Try to create deliberate, explicit opportunities for your students to see the world through other people’s eyes, and to see people like themselves who may have experienced some of the same challenges as they have.

At Davis Publications, we have several resources to help you find great, thought-provoking artworks to use as springboards for discussion. At our Art History blog, Curator’s Corner, you can read about:

Each post not only provides examples of compelling artworks, but also provides background on the artists or cultures and the contexts that informed the art.

If you have a subscription to Davis Art Images (and you definitely should!), you and your students can search for images by time period or culture.
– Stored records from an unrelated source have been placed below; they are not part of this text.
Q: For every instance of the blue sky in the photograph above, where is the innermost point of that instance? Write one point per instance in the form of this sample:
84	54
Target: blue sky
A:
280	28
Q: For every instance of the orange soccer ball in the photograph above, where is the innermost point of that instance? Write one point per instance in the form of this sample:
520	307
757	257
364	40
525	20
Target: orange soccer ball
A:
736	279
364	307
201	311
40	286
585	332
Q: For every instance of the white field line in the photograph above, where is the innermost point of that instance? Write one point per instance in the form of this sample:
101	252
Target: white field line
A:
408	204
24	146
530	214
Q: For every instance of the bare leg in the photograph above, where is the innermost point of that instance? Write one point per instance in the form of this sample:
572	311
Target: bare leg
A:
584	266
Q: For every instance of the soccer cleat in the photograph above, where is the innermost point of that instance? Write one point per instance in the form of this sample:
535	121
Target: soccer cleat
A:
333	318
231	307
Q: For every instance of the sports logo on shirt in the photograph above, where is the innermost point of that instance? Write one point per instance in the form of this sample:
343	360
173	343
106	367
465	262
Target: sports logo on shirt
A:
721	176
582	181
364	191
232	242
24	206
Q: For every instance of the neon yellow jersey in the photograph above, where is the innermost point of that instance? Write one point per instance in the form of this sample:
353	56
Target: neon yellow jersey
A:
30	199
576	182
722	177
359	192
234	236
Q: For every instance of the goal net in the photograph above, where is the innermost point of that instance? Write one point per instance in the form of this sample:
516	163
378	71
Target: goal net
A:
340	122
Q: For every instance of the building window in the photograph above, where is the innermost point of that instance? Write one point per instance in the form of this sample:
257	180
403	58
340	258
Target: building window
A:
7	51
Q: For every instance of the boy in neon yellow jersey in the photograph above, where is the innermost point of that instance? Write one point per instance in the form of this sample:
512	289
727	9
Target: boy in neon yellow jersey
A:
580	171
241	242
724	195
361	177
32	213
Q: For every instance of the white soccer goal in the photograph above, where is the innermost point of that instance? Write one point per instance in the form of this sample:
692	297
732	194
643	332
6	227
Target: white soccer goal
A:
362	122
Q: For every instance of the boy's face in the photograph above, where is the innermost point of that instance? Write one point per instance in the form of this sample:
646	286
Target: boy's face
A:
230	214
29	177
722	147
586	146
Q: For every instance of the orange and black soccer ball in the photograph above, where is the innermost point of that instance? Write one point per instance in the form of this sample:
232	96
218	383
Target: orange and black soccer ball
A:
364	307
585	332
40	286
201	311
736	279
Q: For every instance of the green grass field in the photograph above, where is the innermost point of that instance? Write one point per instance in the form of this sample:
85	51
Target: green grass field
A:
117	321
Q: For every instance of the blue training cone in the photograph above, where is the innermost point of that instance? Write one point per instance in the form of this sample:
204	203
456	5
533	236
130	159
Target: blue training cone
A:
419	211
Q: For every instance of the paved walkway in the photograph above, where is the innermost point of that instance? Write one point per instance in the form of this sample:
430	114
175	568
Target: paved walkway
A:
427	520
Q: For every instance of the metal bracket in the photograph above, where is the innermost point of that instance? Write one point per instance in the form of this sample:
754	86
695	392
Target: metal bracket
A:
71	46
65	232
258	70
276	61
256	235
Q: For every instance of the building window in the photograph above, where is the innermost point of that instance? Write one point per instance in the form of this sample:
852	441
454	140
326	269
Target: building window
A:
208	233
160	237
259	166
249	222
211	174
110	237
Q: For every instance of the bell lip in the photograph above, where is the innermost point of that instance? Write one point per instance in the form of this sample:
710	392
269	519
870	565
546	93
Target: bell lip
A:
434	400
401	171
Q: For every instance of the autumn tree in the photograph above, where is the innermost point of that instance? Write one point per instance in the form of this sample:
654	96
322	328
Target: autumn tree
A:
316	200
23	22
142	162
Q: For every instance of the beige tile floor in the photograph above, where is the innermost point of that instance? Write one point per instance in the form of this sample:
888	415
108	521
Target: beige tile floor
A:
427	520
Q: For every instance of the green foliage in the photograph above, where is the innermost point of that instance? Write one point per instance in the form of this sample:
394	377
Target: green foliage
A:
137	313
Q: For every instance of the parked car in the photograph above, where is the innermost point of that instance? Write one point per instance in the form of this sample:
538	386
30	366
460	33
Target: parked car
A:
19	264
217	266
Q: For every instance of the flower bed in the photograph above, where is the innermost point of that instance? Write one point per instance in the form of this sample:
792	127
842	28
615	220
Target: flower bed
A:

Each image, like the example shown here of Jacob Lawrence, includes a wealth of metadata and information that can support your lessons. You can also search for 21st century art, which many students may find more relevant and timelier. Each subscription includes student access, so your students can conduct their own research, searching through our database of more than 20,000 images.

Whether you’re teaching texture, three-point perspective, or movement, you can complement each lesson with artworks that not only represent these art elements and principles, but that help students learn about others experiences and help all students share their own related experiences.

If you’re using a Davis textbook, you can be assured that each book has been carefully curated to represent a diverse range of artists.

Whatever art you’re using, begin by asking students to comment on what they see in the artwork that might connect to their own lives, or what they might learn from the artist that is not part of their daily experience. Extended, academically productive discussions can be significant, deep opportunities to truly explore racial justice with your students, to help students of color see themselves and their experiences validated, and to help all students learn about the perspectives of others.